Esplanade Shopping Center
- Location: Oxnard, California
- Coordinates: 34°14′05″N 119°10′45″W﻿ / ﻿34.234787°N 119.179035°W
- Address: 195 W. Esplanade Drive, Oxnard, CA 93036
- Previous names: Esplanade Mall
- Owner: Primestor
- Total retail floor area: 356,864 square feet (33,153.8 m^{2})
- No. of floors: 1
- Website: Official website

= Esplanade Shopping Center =

The Esplanade Shopping Center is a power center in Oxnard, California. It replaced the Esplanade Mall which was Ventura County's first fully enclosed shopping center and was anchored by May Company California and Sears. Anchor stores include Home Depot, Nordstrom Rack, Staples, Dick's Sporting Goods, Party City and Food 4 Less.

== Description ==
The enclosed mall was demolished in August 2000 and replaced by ay open-air center, known as the Esplanade Shopping Center, the first stores opening in September 2001. These included Cost Plus World Market and Bed Bath & Beyond. A 136,000-square-foot Home Depot opened later in February 2002. The Target store (built in 1983), which relocated to The Collection at RiverPark in 2012, was demolished for a new Food 4 Less market.

== Former mall ==
Construction began on September 16, 1968, on a $3-million 276595 sqft Sears with two above-ground levels and a basement. The store welcomed its first shoppers in February, 1970.

The single-level wing of specialty stores opened, with thirty-four initial stores, on March 5, 1970. The architect for both was Burke, Kober, Nicolais & Archuleta.

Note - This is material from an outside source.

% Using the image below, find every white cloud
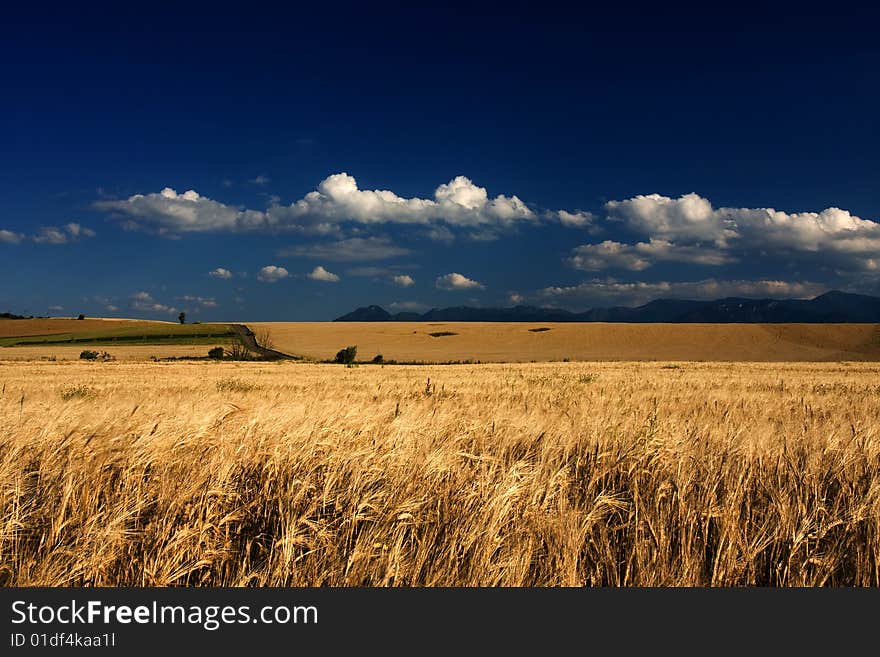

S. H. Kress & Co. five-and-dime, Harris & Frank and Silverwoods were among the junior department stores at the mall's launch. In total the mall sat on 45 acres. Alongside the mall existed Disco Fair, which later rebranded as Two Guys and FedMart in the 1970's and Target in 1983.

A 2-level, 150000 sqft May Company California was the final original anchor to open on November 2, 1970 and was rebranded Robinsons-May in 1993. The 2-story emporium was designed by Pasadena architects Ladd and Kelsey.

In 1999, the anchors Robinsons-May and Sears moved from Esplanade to the Buenaventura Mall in Ventura.